Marketers Are Putting More Content and Quality Control in the Hands of AI
The arrival of marketing campaigns generated entirely by artificial intelligence is inevitable, consultants say.
Marketers are growing more comfortable with letting generative artificial intelligence assume the voices of their brands.
The work often involves AI agents, which are a series of interconnected AI entities that perform different tasks in the marketing chain, as the industry inches closer to a day when proponents say AI will develop, produce and even approve entire campaigns with little or no human intervention.
“You’re going to relinquish control. It makes too much sense,” said Noah Brier, co-founder of AI-focused consulting firm Alephic. Building better AI tools to evaluate the work of other AI tools would be key, since the amount of marketing content being generated is already too great for proper human review, Mr Brier said.
But brands aren’t waiting for perfection. Prudential Financial recently addressed the challenge of producing large volumes of personalised content by working with Adobe and AI start-up Gradial to create a virtual employee.
“We are, for the first time, onboarding a digital co-worker in the content authoring space,” said Hema Widhani, chief digital and marketing officer at the financial services and insurance company.
The AI “employee” has been tasked with using behavioural, geolocation and real-time data to generate web pages tailored to the interests of each of the millions of customers and advisers who visit Prudential’s web properties, Ms Widhani said.
At last year’s Aspen Ideas Festival, Prudential debuted an AI photo booth that outlines each user’s potential retirement, complete with a simulated image of the person 20 years into the future. The project was designed to help identify new customers, Ms Widhani said.
Since Prudential works in a highly regulated industry, it has begun testing evaluative AI agents that review all AI-generated content to determine whether it complies with relevant legal regulations and adheres to the company’s brand voice, Ms Widhani said. AI-generated content that is published under the names of Prudential executives requires an extra layer of scrutiny, she said.

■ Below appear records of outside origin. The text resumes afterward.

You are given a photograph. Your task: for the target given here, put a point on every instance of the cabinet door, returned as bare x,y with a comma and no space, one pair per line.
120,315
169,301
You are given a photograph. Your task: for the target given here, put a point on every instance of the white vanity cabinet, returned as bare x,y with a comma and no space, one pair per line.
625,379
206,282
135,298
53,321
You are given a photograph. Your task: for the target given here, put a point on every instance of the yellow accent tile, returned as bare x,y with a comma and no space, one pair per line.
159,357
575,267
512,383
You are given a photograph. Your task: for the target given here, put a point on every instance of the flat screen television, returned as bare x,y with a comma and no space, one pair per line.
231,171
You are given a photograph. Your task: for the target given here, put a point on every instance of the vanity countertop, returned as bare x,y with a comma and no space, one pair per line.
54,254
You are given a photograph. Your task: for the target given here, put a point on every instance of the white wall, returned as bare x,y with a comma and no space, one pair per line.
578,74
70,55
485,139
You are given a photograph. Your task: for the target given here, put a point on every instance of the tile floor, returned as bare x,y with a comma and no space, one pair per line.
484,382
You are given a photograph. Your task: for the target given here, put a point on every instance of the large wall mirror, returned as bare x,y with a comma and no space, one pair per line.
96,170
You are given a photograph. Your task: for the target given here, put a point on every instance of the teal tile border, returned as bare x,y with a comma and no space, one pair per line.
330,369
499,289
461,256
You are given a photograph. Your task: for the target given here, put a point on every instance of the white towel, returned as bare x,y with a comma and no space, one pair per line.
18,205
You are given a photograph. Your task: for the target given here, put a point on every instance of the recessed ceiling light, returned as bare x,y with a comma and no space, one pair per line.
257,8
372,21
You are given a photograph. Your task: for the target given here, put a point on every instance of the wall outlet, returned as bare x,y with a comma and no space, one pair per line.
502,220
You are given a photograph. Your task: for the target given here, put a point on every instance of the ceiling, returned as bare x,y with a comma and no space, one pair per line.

Every AI process still requires some form of final human review, but the personalised web pages may become an exception to that rule, said Ms Widhani.
The nature of the relationship between AI and its human reviewers is changing.
Consumer health products company Opella operates an AI “factory” that produces advance care planning materials for medical professionals alongside the hundreds of web pages, images and Instagram posts that it generates every day, said chief growth officer Alberto Hernandez.
The company, which sells products from the antihistamine Allegra to the laxative Ducolax, embeds at least one human regulatory adviser within its AI marketing team to catch and undo hallucinations, or instances when the algorithms spit out false information, Mr Hernandez said.
To ensure that its AI-powered marketing materials are medically accurate, Opella also trains its AI agents using the expertise of healthcare professionals.
Opella is confident enough in the AI agents that have been trained on the voices of its many brands that it doesn’t alter the work they produce beyond human fact-checking, Mr Hernandez said. “We don’t allow for interactions and changes, because (in the time it takes to) say, ‘No, can you make the logo bigger,’” the AI could have produced another 100 pieces of content, Mr Hernandez said.
Creating fully AI-generated video ads remains a last frontier of sorts for marketers.
A small number of brands, such as Toys “R” Us, have received a decidedly mixed critical reception upon releasing what they call AI-generated videos.
Marketing and tech services firm Monks, part of ad holding company S4 Capital, last month released a minute-long video for Puma that it described as a “fully AI-generated” prototype.
The company used a network of AI agents serving in roles such as script writer and creative director, each trained on the company’s voice and aesthetic, to produce a first draft of the film with no input from Puma, said Debora den Iseger, senior vice-president and head of content and innovation at Monks.
After Puma executives viewed the work, however, Monks began tweaking the prompts and pulling shots that weren’t working in an editorial approval process that began to resemble that of a standard commercial shoot, she said.
The video was an experiment for Puma, rather than an external ad.
It isn’t yet clear whether AI-generated materials, as they exist today, can effectively persuade consumers.
That is a question that cannot be answered by AI agents evaluating the work of other AI agents, said Cecilia Dones, AI researcher and founder of consulting firm 3 Standard Deviations.